Tracking, adding, committing, restoring changes

Key points
  • git status shows the status of a repository.
  • Files move through three states: the working directory, the staging area, and the local repository.
  • git add stages files; git commit permanently records them.
  • Write commit messages that accurately describe your changes.
  • git diff compares versions of files across the working directory, staging area, and commits.
  • git restore --source <commit-id> <filename> restores a file to a previous state without altering commit history.
  • HEAD refers to the most recent commit; HEAD~1, HEAD~2 etc. refer to earlier commits.

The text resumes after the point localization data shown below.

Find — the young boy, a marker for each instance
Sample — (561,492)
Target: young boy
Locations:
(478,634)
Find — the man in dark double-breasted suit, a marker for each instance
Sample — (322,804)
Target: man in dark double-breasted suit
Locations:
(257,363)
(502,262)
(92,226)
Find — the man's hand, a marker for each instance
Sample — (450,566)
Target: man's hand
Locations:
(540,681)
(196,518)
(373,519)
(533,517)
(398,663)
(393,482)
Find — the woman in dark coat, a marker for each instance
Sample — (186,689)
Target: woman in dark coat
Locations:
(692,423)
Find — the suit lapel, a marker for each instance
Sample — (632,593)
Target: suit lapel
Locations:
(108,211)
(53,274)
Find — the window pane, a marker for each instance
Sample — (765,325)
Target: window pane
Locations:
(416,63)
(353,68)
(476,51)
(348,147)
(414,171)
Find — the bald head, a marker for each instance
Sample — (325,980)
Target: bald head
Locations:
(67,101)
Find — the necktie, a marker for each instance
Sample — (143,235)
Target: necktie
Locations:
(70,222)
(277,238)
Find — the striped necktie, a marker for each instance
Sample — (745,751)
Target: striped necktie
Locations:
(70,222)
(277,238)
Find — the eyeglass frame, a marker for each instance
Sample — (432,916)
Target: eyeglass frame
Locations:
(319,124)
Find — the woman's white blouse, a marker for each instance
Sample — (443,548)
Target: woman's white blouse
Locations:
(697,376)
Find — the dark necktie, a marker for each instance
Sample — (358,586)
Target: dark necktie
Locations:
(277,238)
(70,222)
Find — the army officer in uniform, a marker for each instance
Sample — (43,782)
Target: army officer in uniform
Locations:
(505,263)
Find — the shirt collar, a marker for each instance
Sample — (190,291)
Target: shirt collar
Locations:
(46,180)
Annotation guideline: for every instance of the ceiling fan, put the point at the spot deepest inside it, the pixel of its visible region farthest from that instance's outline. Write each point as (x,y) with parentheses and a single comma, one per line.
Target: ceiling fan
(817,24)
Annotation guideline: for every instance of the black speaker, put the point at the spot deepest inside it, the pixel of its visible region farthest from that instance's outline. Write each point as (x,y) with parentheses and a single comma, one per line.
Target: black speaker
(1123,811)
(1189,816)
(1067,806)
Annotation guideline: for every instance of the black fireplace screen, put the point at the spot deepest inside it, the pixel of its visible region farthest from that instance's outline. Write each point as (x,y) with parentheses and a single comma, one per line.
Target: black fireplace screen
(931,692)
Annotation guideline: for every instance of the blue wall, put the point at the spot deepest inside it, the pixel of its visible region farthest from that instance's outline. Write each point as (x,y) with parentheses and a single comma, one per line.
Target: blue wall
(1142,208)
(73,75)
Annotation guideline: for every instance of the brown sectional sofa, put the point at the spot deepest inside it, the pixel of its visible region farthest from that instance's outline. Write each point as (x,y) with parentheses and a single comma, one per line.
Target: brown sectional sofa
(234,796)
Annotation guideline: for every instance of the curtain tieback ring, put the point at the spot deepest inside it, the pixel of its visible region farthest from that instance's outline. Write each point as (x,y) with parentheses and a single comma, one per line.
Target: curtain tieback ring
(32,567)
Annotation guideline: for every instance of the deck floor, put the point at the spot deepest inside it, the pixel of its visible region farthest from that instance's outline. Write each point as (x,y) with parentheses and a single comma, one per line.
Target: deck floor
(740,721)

First let’s make sure we’re still in the right directory. You should be in the recipes directory.

cd ~/Desktop/recipes

Let’s create a file called guacamole.qmd that contains the basic structure of our first recipe. We’ll use nano to edit the file; you can use whatever editor you like. In particular, this does not have to be the core.editor you set globally earlier. But remember, the steps to create or edit a new file will depend on the editor you choose (it might not be nano). For a refresher on text editors, check out “Which Editor?” in The Carpentries Unix Shell lesson.

nano guacamole.qmd

Put some text in your guacamole.qmd file, for example:
(I am leaving instructions blank here to add in an example later of file modification)

# Guacamole recipe

## Ingredients
- Avocado  
- Coriander  
- Red onion  
- Lemon juice  
- Salt  

## Instructions

Save your file and exit nano.

Verify that the file was made, using ls and cat commands to explore the file.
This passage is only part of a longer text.